Los cuatro muertos de Thomas Wolfe
Periférica vuelve a entregarnos una novela corta del estadounidense Thomas Wolfe (1900-1938). ¿Novela? No. En rigor, Hermana muerte no es una novela. Se trata de un relato autobiográfico en primera persona en el que el malogrado escritor nos cuenta los cuatro encuentros que tuvo con la muerte, las cuatro muertes que presenció en primera fila durante los años en los que vivió en Nueva York. Como era frecuente en él, la narración, entre la objetividad de los hechos descritos y la subjetividad de sus propias reacciones, habilita un hueco para las reflexiones y se expande con un calculado lenguaje poético de gran belleza, entre la tragedia y la exaltación.

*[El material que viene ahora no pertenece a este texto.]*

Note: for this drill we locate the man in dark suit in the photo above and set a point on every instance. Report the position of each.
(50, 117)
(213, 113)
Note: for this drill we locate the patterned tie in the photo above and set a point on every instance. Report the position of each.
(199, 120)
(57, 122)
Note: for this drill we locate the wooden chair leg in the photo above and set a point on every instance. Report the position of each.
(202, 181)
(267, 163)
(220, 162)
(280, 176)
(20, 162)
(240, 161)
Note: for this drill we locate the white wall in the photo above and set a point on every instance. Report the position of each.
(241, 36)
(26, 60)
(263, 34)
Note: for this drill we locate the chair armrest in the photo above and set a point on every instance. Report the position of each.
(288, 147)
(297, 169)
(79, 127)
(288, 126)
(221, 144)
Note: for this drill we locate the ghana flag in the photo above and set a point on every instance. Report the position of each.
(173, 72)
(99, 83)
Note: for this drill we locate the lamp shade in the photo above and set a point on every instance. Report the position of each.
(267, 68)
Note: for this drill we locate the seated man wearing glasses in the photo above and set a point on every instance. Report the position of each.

Wolfe vio morir, atropellado por un camión que destrozó su carrito, a un vendedor callejero; a un probable vagabundo que se desplomó sobre el suelo; a un obrero caído de las vigas de un edificio en construcción, y a un hombre gris que se quedó inerte, sentado en un banco de un andén del metro.
El libro, por supuesto, es una consideración sobre la muerte, sobre la “oscura y orgullosa muerte” que, de improviso, acude al encuentro de su víctima en el fragor de la cotidianidad de la vida urbana. No hará falta decir que es un libro negro, apesadumbrado y pesimista que, con tintes existencialistas, recalca el absurdo y el sinsentido de vivir y afanarse para no encontrar escapatoria. El autor, joven –tenía 33 años cuando lo publicó-, también muestra, en algunos momentos, y pese a todo, una fascinación por formar parte –hay una tensión entre el individuo y la masa- de la vida excitante de la gran ciudad, que no deja de estar cargada de promesas e incitaciones.
Y eso es también Hermana muerte, un magistral libro –con imágenes que nos hacen pensar en el cine- sobre la gran ciudad, sus escenarios y sus habitantes. Es un libro sobre Nueva York, con sus tiendas de lujo para damas elegantes, con sus rascacielos ganando altura, con su trajín de coches y peatones, con sus inmigrantes de varias nacionalidades –algo que se subraya-, con sus ruidos y olores, con el bullir hormigueante del suburbano.
El testigo de las muertes, Wolfe, entra en los inevitables corrillos de curiosos en torno a cada cadáver, aguza ojos y oídos, toma nota de las actitudes y los comentarios –a veces, atrozmente banales, perplejos y frívolos e incluso humorísticos para intentar una autodefensa ante el horror presenciado- y nos cuenta, con intencionada reiteración, el ritual áspero de los policías que acotan la zona y dispersan a los cotillas y la rutina de los médicos, enfermeros o sacerdotes que cumplen con su trabajo.
Wolfe termina reconociendo que ha perdido el miedo a la Muerte, porque la ha visto y conocido bien, porque ha convivido con ella, con su hermana Soledad y con su hermano Sueño.
Cuando el narrador va a entrar al metro, a encontrarse con “su” cuarto muerto, escribe: “…nos abríamos paso a empujones con tanta furia como si estuviéramos corriendo una carrera contra el tiempo, como si fuéramos a recibir alguna recompensa si conseguíamos ahorrar unos pocos minutos, siempre hacia adelante, tan rápido como podíamos. ¿Para llegar a alguna cita con la gloria, a algún evento feliz y afortunado, para alcanzar una meta de belleza, fortuna o amor en cuya resplandeciente marca se habían posado nuestros ojos?”.
Aquí está el absurdo de vivir corriendo para nada, tal vez para encontrar el rostro de la Muerte en un andén del metro. Está la descripción valorativa de dos fenómenos estrictamente contemporáneos de Wolfe, que nacen cuando él vive y escribe y van unidos en la ciudad desmesurada: la multitud y la prisa. La multitud segregará al individuo muerto y la prisa, entonces, se volverá quietud.